Caminar por la arboleda fresca y luminosa, con murales de mil colores, en una ciudad enorme y nueva para mí en la compañía de nuevas almas unidas a la mía, me hizo pensar que quizás si tome la decisión correcta.

No voy a mentir, a veces me entra una saudade del llano extraordinaria. Sus rayos de sol tibios, sus lluvias torrenciales de cinco minutos, la paz, el aire fresco que se respira a las seis de la mañana. Pero sin dudarlo, lo que más extraño son las memorias atadas a las raíces de los altos árboles talados de casa de mi abuela, naciendo ahora en los retoños de semeruco: verdes, llenos de vida y esperanza.

Extraño las voces altas en los días de euforia.

Extraño las voces bajas, también. Voces suspiradas en las tardes silenciosas de la siesta.

Extraño el calor y los atardeceres de diciembre. Crepúsculos que me recuerdan a las caminatas vespertinas y los besos robados en campos de fútbol.

Siempre imaginé que al irme no querría volver jamás, pero ya es jueves y mi corazón bombea inquietud por todo mi cuerpo.
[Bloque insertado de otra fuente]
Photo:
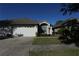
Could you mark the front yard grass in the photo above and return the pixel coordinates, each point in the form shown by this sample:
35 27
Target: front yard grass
64 52
45 40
Me enfermo de nostalgia y la soledad se mete entre mis huesos, entre mis tejidos, incrustándose y causando escalofríos llorosos.

Pero es aún peor ver la entrada al sol de verano infinito y darme cuenta de que todo lo que echo de menos, todo lo que hace a mi pecho llorar, son solo recuerdos, desvaneciéndose con la brisa decembrina.